# 416-8 starting problem



## power48 (Aug 3, 2015)

Over Christmas a neighbor tells me his Wheel Horse 416-8
model 3116083 serial 1030465 with Toro power plus engine
model P216G-I/10976C serial K903743050 tractor won't 
start without ether in carb or (get this) blowing into gas tank
with mouth. While blowing into tank a sound of fuel is made by
carb. Once the tractor starts & is run it can be shut off & restarted
up 8 hrs. before it won't start again. When it starts it runs fine.
The choke is working. A new pulse fuel pump has be installed.
Air has been blowed from fuel filter to fuel tank OK. A fuel 
shut off is installed between carb & fuel filter & closed when
tractor is stopped. I told him to disconnect fuel hose at carb 
& crank engine & see how much fuel pumps out. 
It's COLD here so he may not work on it right now. 
The carb is probably the problem but it runs so well when it starts.
Any suggestions ? 
Thanks


----------



## BigT (Sep 15, 2014)

Hello power48, welcome to the forum.

Sounds like a simple fuel supply problem. Flow check the fuel system starting at the fuel tank. A hose may have degraded and is coming apart internally, blocking flow. The fuel pump is between the tank and filter...right?? Some of these filters require fuel pump pressure to operate. The fuel shut-off is manual or solenoid actuated??


----------



## power48 (Aug 3, 2015)

*416-8 fuel*

The fuel hose goes from fuel tank - in line fuel filter - manual shut off valve - 
pulse fuel pump - carb. I agree there may be a bad fuel hose. The engine
runs OK when it is running with no problem like any fuel shortage. So maybe
the first thing would be to install new fuel hoses. If he tries to check fuel
output with hose disconnected at the carb while cranking engine, that
may show him the problem. I will post more after he tries that.
Thanks for the reply & any other suggestions anyone has.


----------



## harry16 (Dec 8, 2011)

If all else fails, you might try removing the fuel filter (as a temporary measure only) and see if it'll start & run better. Some fuel filters are designed to pass fuel under pump pressure, and I don't know how they will do under pump suction. It may act as a restriction to flow the way it is rigged up. 

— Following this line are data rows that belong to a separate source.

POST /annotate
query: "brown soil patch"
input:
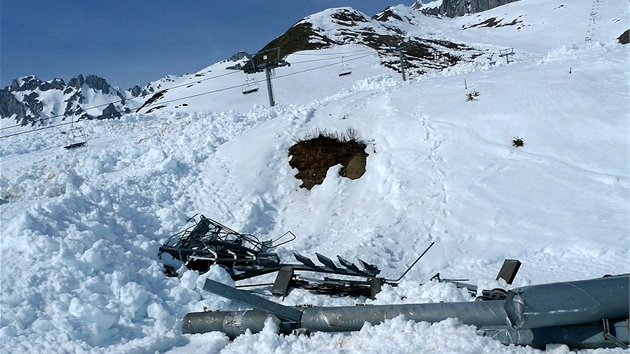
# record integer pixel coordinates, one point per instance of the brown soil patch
(313, 157)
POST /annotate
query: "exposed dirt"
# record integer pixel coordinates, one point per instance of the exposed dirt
(313, 157)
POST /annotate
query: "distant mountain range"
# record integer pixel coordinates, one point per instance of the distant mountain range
(29, 101)
(454, 8)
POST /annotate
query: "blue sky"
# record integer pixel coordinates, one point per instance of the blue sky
(134, 42)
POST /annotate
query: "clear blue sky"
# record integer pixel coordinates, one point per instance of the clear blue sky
(134, 42)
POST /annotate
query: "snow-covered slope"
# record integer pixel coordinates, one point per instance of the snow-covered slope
(81, 229)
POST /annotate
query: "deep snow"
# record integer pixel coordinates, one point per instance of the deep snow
(81, 228)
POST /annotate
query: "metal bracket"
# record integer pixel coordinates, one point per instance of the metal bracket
(609, 336)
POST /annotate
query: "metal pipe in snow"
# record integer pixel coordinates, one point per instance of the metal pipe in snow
(560, 312)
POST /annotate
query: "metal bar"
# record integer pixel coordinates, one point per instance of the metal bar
(269, 88)
(414, 263)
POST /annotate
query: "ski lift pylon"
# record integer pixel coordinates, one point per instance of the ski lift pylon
(250, 86)
(345, 69)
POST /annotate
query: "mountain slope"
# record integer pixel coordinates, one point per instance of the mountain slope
(81, 228)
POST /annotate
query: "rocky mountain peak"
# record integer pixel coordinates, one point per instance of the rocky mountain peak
(455, 8)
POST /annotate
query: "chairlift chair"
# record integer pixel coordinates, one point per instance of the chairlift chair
(345, 69)
(76, 138)
(250, 86)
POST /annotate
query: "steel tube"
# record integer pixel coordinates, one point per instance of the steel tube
(352, 318)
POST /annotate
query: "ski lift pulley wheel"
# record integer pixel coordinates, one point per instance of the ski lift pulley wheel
(250, 86)
(76, 138)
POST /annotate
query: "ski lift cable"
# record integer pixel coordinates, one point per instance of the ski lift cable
(331, 58)
(186, 97)
(331, 54)
(43, 119)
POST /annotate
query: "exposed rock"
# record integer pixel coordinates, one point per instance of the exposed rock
(313, 157)
(454, 8)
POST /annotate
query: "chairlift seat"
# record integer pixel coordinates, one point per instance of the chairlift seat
(345, 70)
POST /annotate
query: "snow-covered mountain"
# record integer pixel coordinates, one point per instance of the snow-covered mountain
(80, 229)
(454, 8)
(30, 101)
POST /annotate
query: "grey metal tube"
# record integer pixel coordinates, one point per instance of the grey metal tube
(547, 305)
(574, 336)
(548, 313)
(352, 318)
(567, 303)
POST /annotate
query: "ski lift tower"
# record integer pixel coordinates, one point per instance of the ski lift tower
(400, 49)
(265, 60)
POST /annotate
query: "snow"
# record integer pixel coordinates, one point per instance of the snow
(81, 229)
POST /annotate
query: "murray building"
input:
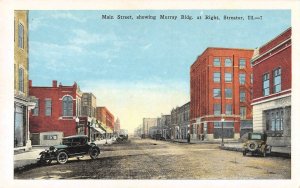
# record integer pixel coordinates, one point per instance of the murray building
(220, 88)
(272, 89)
(22, 104)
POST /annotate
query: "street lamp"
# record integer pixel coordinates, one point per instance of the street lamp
(77, 122)
(222, 121)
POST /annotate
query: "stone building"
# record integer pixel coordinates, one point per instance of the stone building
(220, 88)
(272, 89)
(22, 102)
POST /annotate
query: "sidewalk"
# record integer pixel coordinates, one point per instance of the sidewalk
(27, 158)
(275, 151)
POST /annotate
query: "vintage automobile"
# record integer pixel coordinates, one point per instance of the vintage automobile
(256, 143)
(72, 146)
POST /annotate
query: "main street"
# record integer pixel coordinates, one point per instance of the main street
(151, 159)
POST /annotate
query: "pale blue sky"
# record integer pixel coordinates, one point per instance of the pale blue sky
(137, 68)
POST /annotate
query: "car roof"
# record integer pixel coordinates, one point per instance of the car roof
(76, 136)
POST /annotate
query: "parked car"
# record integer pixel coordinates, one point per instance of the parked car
(72, 146)
(256, 143)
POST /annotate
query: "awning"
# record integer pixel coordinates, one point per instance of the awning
(98, 130)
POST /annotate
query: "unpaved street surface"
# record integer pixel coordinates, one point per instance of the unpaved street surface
(150, 159)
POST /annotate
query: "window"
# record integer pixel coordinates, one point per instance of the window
(228, 93)
(228, 62)
(228, 109)
(21, 36)
(277, 80)
(275, 118)
(228, 77)
(67, 106)
(242, 77)
(50, 137)
(217, 93)
(243, 112)
(35, 111)
(266, 84)
(217, 62)
(217, 76)
(242, 63)
(242, 96)
(217, 109)
(48, 107)
(21, 80)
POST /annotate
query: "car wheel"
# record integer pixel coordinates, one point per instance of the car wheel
(94, 153)
(252, 146)
(62, 157)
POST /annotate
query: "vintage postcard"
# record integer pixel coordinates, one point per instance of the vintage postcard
(199, 94)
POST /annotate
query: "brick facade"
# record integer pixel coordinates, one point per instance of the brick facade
(272, 89)
(207, 77)
(105, 117)
(53, 118)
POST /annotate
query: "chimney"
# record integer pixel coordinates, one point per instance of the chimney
(54, 83)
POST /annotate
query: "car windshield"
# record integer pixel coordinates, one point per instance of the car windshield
(256, 137)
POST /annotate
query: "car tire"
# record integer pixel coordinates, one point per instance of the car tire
(252, 146)
(94, 153)
(62, 157)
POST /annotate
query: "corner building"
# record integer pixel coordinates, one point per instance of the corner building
(221, 88)
(55, 115)
(272, 89)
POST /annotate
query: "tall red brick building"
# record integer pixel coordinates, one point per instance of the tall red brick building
(106, 118)
(220, 88)
(56, 113)
(272, 67)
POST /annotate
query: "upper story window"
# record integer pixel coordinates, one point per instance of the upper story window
(35, 111)
(242, 78)
(217, 62)
(217, 109)
(228, 93)
(21, 36)
(217, 93)
(217, 76)
(21, 80)
(242, 96)
(243, 112)
(228, 77)
(277, 80)
(67, 106)
(266, 84)
(228, 110)
(228, 62)
(242, 63)
(48, 107)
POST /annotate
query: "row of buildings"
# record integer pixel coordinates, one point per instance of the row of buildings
(232, 92)
(45, 114)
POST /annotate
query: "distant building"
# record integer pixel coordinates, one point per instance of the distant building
(56, 114)
(149, 123)
(183, 119)
(221, 87)
(22, 102)
(106, 119)
(272, 89)
(88, 105)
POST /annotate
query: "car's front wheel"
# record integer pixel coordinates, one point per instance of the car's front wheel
(94, 153)
(62, 157)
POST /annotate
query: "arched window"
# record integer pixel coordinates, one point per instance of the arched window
(67, 106)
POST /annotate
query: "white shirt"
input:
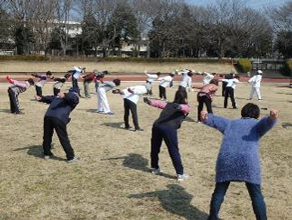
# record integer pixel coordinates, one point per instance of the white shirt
(134, 97)
(151, 77)
(255, 81)
(186, 81)
(231, 82)
(164, 82)
(77, 73)
(207, 78)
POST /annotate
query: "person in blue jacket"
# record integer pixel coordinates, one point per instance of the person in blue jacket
(57, 118)
(238, 159)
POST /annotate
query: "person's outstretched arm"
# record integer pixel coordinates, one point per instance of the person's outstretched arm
(214, 121)
(267, 123)
(45, 99)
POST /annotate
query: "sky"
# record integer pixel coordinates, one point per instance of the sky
(251, 3)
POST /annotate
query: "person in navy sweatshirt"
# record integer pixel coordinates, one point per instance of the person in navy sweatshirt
(57, 117)
(165, 128)
(238, 159)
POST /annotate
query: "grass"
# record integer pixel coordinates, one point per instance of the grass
(112, 180)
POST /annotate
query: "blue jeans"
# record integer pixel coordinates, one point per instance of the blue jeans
(254, 190)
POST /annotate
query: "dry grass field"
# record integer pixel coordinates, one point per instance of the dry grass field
(112, 179)
(134, 67)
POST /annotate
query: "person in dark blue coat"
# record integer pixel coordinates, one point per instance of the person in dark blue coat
(57, 117)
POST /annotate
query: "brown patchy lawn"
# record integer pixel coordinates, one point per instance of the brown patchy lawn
(112, 180)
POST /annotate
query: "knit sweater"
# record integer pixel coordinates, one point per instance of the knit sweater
(238, 158)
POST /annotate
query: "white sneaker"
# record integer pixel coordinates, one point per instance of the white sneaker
(156, 171)
(182, 177)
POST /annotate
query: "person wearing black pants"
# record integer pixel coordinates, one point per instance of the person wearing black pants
(14, 90)
(205, 95)
(130, 106)
(204, 98)
(162, 92)
(131, 98)
(229, 92)
(57, 117)
(165, 128)
(51, 123)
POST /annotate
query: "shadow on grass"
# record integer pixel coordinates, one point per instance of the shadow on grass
(114, 124)
(37, 151)
(188, 119)
(286, 124)
(175, 200)
(137, 162)
(5, 111)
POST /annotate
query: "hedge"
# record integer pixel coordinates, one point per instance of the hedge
(24, 58)
(287, 69)
(116, 59)
(244, 65)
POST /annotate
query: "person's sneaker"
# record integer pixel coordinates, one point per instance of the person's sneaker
(182, 177)
(19, 113)
(48, 157)
(156, 171)
(73, 160)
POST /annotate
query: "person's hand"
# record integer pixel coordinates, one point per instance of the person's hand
(130, 90)
(147, 100)
(204, 115)
(9, 79)
(274, 113)
(177, 106)
(61, 95)
(116, 91)
(38, 98)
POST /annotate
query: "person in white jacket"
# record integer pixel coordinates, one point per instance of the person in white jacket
(165, 82)
(255, 82)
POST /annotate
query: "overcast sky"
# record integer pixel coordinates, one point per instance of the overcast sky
(252, 3)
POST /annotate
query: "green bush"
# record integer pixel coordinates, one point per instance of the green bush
(286, 70)
(244, 65)
(165, 60)
(24, 58)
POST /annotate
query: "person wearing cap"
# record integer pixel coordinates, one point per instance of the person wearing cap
(42, 79)
(255, 82)
(14, 90)
(87, 79)
(59, 82)
(186, 81)
(57, 118)
(99, 79)
(131, 97)
(76, 73)
(102, 104)
(165, 82)
(151, 78)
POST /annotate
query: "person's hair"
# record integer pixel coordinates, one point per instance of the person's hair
(30, 81)
(181, 97)
(117, 82)
(190, 74)
(250, 110)
(214, 81)
(67, 75)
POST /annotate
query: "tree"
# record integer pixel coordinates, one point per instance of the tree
(23, 40)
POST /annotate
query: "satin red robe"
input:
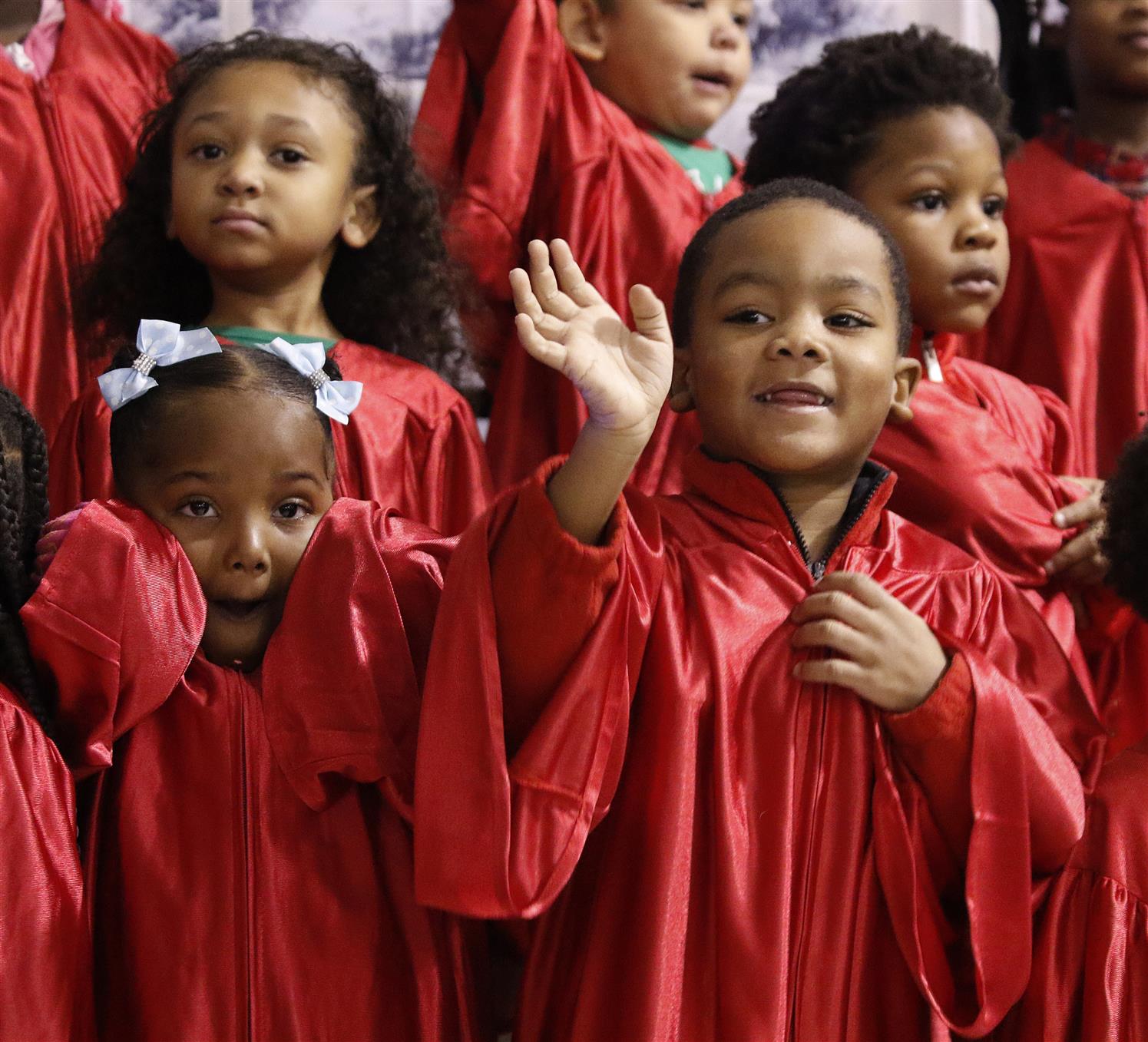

You know, my mower has an ornery starting engine, and the fuel filter is before the pump....Hmmmm. Maybe I better check my own!


----------



## power48 (Aug 3, 2015)

*416-8 fuel problem*

I'll pass that information along to my neighbor.
I was thinking the same thing. I'm reminded of
working on a car years ago & changing the fuel
filter located in the carb inlet fuel line. It ran
before I changed the filter but would not start
after I put new filter in. I removed the new filter
& pushed on the spring loaded rubber seal. It was 
stuck & took some pressure to free it up. I don't 
think the in line filter has a check valve like that 
on this tractor but you never know if it is letting
fuel through with only suction.


----------



## z445guy (Mar 10, 2017)

Power48 also look at the fuel tank cap if the vents not working it could do the same thing yoyrs neighbors is doing


----------



## power48 (Aug 3, 2015)

My neighbor replaced the fuel hose from the tank to fuel filter & says it starts every time now.


----------